DSGVO: EU-Kommission verpasst Chance
Die Europäische Kommission hat Teile der sogenannten GDPR-Review veröffentlicht, in der Änderungen zur Datenschutz-Grundverordnung (DS-GVO) vorgeschlagen werden, die seit fünf Jahren in Kraft ist. Ein Schwerpunkt liegt dabei auf einer verbesserten Zusammenarbeit der Datenschutzbehörden bei der Durchsetzung der DS-GVO in grenzüberschreitenden Fällen.
Obwohl dies ein Schritt in die richtige Richtung ist, werden von Branchenexperten weiterreichende Änderungen empfohlen, um eine einheitlichere Auslegung des Datenschutzes in ganz Europa zu erreichen.

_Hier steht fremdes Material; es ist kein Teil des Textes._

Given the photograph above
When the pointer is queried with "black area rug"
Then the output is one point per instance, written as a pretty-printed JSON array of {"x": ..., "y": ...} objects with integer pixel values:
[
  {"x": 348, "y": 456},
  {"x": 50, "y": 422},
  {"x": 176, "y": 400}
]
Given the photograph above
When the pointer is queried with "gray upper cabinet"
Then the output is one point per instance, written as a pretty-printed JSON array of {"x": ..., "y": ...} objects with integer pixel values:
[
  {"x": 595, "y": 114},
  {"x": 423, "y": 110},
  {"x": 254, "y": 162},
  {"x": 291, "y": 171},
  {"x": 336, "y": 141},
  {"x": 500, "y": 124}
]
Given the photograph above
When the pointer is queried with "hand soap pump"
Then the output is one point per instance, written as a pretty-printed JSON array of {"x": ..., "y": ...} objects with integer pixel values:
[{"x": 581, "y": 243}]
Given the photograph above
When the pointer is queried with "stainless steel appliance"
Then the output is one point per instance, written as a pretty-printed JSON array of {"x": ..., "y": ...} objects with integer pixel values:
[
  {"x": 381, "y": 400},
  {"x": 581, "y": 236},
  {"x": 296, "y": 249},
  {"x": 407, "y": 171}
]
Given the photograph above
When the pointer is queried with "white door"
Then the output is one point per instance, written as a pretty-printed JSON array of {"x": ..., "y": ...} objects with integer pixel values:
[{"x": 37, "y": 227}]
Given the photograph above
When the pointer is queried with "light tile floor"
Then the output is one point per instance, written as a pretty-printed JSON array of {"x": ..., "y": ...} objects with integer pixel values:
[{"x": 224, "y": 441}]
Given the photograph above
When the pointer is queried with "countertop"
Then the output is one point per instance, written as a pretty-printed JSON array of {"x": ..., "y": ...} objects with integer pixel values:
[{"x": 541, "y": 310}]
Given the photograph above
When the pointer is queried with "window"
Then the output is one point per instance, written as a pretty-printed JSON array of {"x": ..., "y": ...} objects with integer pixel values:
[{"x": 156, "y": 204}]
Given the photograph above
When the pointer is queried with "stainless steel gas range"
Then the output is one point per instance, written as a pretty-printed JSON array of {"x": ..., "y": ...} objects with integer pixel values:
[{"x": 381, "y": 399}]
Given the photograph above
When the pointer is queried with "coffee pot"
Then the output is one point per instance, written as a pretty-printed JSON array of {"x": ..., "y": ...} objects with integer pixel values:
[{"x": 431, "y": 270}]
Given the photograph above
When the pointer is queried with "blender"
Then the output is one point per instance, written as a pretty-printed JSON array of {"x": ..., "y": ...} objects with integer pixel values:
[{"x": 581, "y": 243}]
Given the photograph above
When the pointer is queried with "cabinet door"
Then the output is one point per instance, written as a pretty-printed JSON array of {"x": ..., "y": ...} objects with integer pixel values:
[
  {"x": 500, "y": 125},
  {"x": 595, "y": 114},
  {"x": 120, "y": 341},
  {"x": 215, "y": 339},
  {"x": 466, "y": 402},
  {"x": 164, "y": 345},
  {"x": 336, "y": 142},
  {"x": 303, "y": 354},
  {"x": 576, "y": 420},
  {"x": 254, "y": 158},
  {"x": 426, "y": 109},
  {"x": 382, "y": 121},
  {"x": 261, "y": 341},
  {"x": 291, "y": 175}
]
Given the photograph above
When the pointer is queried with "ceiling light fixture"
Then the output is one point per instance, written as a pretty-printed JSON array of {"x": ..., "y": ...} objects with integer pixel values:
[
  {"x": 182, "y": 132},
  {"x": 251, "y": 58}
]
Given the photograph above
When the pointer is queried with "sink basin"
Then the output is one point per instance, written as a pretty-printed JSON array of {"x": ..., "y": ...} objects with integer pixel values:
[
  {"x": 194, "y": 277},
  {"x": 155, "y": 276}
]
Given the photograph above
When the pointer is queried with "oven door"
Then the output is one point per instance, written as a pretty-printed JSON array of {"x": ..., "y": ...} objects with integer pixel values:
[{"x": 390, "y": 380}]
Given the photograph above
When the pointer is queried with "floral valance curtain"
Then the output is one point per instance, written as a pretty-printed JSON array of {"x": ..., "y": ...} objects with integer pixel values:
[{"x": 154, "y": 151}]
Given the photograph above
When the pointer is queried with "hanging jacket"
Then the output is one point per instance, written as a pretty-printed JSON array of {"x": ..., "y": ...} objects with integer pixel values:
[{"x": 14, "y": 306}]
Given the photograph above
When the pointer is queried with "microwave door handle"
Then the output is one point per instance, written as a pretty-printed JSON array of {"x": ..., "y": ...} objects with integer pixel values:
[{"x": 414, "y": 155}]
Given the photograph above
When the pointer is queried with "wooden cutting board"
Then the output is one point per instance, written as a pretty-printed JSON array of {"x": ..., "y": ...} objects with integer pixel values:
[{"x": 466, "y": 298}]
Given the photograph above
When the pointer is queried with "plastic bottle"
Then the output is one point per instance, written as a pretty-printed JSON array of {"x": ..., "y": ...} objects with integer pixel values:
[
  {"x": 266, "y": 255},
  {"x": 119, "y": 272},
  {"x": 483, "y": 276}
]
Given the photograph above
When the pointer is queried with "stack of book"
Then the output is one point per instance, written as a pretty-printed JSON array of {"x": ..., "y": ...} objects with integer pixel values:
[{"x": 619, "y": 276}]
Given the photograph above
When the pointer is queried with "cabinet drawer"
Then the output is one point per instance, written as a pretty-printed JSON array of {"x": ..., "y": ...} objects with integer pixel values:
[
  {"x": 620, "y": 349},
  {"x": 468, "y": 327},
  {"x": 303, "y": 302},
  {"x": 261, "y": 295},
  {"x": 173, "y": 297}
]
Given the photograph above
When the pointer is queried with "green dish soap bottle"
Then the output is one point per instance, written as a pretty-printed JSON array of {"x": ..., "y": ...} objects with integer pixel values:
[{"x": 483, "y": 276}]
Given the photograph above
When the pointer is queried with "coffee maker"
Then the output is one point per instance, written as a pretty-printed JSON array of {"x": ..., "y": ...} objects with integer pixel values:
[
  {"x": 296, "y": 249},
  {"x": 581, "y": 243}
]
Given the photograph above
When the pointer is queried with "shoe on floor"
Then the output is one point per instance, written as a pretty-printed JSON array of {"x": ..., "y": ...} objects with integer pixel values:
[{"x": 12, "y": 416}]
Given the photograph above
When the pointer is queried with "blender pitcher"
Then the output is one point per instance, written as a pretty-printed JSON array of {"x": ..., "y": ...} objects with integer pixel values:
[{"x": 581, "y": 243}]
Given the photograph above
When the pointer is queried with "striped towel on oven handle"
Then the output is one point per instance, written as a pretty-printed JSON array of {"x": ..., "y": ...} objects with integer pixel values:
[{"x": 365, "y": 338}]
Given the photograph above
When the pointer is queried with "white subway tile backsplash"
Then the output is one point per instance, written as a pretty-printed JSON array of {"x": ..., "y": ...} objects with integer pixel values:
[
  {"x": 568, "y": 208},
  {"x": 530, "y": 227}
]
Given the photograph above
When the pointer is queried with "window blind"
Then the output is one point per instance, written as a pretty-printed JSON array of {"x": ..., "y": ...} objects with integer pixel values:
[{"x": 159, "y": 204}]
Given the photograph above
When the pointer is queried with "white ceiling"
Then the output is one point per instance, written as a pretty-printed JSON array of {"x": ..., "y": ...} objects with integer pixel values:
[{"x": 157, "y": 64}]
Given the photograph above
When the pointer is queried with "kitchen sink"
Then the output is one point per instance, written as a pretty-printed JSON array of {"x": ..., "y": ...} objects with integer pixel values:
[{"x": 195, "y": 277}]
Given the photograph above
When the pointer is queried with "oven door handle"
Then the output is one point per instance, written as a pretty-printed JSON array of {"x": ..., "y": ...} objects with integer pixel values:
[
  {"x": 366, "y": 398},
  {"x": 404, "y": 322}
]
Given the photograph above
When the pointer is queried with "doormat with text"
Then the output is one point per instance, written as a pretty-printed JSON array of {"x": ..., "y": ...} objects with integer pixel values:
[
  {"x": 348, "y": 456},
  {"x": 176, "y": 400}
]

Die Initiative der EU-Kommission zur Vereinfachung und Harmonisierung der grenzüberschreitenden Durchsetzung der Datenschutz-Grundverordnung wird von der deutschen Digitalwirtschaft begrüßt. Allerdings wurden dabei lang bekannte Probleme nicht ausreichend behoben. So beklagt Susanne Dehmel, Mitglied der Bitkom-Geschäftsleitung: „Die Chance, bei dieser Überprüfung der DS-GVO längst bekannte gravierende Probleme zu beheben, wurde nicht genutzt.
Es hat sich in den vergangenen fünf Jahren gezeigt, dass das sogenannte Kohärenzverfahren – also die Zusammenarbeit der verschiedenen Datenschutzbehörden untereinander und mit der EU-Kommission – nicht ausreichend funktioniert. Die Unternehmen in Europa stehen heute vor einem Auslegungswirrwarr zwischen den Mitgliedsstaaten, aber auch innerhalb einzelner Länder.“ Sogar innerhalb Deutschlands kann jede Landesdatenschutzbehörde ihre eigene Rechtsauffassung vertreten und durchsetzen. Diese Rechtsunsicherheit stellt insbesondere für kleine und mittelständische Unternehmen einen Standortnachteil dar, der sich mit der zunehmenden Verbreitung neuer Technologien wie Künstlicher Intelligenz weiter verschärfen kann.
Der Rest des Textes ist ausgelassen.